>Meet really friendly guy on Omegle movies tag >Start talking about DnD >Gives me a scenario >I'm stuck in a room with the floor sinking, with an hourglass in the middle on a pedestal >Immediately suggest breaking the hourglass >Think I'm a genius >Floor sinks and I get fucking murdered by Wyverns >He laughs and says "Literally everyone I've ever met on here breaks the hourglass" >"Usually they at least try other things, you immediately broke the hourglass"
I'm clearly a brainlet, should I play this game?
Jacob Mitchell
It's entirely up to the GM to decide what the hourglass does, so you're not really a brainlet. At least, not without any set-up or context clues.
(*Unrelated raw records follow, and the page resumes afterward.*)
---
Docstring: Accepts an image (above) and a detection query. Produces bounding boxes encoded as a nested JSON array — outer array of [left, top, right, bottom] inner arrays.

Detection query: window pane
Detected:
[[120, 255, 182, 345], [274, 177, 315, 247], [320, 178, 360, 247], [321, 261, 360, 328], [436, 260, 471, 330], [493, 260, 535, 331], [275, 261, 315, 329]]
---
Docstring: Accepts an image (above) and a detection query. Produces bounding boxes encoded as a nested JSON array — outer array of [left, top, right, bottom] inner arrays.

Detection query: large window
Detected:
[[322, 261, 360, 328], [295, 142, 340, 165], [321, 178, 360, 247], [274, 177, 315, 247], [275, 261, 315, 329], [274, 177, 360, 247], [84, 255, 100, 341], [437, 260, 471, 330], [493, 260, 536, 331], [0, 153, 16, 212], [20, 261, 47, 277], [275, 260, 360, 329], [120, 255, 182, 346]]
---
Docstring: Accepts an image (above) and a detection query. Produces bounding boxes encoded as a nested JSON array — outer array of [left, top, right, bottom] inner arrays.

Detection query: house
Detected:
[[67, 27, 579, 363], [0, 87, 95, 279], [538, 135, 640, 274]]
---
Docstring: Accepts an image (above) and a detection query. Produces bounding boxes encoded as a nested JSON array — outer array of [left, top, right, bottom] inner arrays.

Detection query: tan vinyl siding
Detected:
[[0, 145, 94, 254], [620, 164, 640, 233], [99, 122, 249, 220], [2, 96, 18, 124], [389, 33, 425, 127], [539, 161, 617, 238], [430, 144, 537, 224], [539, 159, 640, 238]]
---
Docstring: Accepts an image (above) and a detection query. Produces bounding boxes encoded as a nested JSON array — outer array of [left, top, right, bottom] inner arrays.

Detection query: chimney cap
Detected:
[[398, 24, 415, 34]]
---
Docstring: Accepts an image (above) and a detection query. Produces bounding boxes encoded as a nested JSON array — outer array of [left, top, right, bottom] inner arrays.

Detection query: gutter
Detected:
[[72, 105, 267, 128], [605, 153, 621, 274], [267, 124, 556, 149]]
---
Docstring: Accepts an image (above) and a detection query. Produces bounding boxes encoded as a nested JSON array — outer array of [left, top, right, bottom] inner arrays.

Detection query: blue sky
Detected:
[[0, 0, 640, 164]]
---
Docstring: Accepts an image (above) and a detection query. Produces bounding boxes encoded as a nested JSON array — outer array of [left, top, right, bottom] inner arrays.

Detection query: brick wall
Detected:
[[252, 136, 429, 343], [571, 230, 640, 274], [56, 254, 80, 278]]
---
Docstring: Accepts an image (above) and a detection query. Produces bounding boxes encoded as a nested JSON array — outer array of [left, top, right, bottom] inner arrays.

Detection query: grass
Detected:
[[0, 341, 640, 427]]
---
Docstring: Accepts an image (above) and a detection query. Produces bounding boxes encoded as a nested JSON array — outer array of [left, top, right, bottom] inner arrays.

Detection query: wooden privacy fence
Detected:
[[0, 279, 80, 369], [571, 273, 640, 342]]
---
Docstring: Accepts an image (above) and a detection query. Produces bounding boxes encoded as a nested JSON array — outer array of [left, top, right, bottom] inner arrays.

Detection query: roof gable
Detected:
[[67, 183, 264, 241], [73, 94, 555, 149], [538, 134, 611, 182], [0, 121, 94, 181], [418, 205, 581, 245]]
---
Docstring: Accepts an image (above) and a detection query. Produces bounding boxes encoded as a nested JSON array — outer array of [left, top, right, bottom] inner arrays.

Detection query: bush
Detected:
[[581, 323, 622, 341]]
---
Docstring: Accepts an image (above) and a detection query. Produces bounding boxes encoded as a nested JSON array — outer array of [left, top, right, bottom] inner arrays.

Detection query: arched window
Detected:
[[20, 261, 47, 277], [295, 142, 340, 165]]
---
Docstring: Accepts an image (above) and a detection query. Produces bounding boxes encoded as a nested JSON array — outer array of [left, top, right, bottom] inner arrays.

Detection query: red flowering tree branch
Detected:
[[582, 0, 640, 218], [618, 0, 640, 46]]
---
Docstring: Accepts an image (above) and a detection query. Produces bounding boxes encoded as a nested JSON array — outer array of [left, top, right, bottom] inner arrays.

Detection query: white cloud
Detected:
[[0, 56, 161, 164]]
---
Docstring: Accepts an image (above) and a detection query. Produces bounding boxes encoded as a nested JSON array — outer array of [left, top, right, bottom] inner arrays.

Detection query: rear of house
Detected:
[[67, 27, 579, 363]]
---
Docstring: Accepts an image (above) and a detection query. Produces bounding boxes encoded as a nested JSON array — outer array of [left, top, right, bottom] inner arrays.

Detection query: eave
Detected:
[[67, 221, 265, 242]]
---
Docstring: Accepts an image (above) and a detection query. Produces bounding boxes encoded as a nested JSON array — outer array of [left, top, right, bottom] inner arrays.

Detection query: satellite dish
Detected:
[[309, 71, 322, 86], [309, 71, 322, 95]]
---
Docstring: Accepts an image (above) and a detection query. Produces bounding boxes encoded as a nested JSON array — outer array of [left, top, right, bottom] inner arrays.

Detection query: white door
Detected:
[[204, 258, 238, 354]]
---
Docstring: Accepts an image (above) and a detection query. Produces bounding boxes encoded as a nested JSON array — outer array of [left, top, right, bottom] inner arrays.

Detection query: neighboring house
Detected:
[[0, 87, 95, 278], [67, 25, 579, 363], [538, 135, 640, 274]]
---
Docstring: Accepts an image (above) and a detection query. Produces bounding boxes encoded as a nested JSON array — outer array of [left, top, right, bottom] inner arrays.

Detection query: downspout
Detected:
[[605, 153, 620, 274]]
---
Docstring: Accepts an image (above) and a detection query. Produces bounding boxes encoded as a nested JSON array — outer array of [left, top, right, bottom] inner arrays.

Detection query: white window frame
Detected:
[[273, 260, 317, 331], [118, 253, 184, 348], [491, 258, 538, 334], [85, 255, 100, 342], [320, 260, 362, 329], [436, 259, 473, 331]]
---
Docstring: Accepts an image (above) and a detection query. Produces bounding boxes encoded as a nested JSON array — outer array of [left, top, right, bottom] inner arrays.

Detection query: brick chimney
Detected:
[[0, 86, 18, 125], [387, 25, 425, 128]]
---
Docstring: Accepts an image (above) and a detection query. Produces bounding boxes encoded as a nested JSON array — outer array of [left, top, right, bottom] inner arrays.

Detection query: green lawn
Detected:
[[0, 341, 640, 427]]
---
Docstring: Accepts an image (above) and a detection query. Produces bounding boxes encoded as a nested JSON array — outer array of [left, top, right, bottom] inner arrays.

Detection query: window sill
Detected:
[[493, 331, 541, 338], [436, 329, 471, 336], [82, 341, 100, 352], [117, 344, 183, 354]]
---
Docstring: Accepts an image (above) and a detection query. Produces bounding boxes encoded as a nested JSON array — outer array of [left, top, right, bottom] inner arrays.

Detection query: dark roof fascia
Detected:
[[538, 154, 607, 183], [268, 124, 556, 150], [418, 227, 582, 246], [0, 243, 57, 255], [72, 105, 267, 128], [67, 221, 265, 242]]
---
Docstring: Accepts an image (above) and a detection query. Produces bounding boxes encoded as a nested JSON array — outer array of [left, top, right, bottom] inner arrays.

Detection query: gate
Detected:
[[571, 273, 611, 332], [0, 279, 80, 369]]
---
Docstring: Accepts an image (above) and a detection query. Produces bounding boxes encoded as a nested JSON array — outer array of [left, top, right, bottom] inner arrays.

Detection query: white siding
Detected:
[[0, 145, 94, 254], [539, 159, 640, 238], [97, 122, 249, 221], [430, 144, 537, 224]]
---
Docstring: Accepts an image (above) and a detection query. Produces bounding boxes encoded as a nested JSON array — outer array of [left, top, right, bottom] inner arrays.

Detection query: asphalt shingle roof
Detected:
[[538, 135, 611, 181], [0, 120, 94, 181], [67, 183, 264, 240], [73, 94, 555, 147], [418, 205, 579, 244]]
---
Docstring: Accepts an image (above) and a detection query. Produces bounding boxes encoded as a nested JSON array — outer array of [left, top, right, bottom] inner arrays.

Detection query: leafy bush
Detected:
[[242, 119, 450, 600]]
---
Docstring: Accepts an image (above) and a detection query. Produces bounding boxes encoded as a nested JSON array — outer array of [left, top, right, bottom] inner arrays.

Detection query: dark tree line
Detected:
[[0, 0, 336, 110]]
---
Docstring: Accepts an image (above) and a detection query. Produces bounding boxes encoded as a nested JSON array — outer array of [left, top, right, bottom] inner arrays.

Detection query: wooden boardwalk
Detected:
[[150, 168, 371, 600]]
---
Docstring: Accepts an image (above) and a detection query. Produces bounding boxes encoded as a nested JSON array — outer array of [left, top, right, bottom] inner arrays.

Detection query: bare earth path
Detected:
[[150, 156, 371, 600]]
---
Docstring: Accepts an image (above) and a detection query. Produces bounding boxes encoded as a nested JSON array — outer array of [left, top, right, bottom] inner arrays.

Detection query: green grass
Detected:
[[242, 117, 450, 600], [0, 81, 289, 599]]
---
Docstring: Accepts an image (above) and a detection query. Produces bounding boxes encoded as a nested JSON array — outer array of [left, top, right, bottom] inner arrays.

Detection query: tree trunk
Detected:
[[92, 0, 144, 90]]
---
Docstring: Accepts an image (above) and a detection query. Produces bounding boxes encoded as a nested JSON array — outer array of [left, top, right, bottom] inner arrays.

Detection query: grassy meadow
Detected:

A diminished scenario like that leaves little room for guesswork.
By the way, I'm fairly certain the "answer is to turn the hourglass upside down.
Brandon Ortiz
when you describe an empty room that only contains people are going to try and interact with
Aaron Bennett
I would turn the hourglass to the side, so no sand is moving anywhere.
Joseph Taylor
Should have attacked a wall, or teleported away, or asked god for advice, or diplomanced the wyverns. That how actual d&d works, not le smart puzzles
Thomas Thompson
Imagine playing with someone so unimaginative.
Christopher Mitchell
This.
Jack Barnes
play a barbarian and get praised for being a brainlet as long as you make the table laugh you're tolerated
Jack Rogers
I hate players like that, though I've literally never GM'ed or played in a game with a barbarian that didn't do exactly this. It's a shame.
Ayden Cox
It's especially disappointing since the ur-barbarian, Conan, is quite cunning.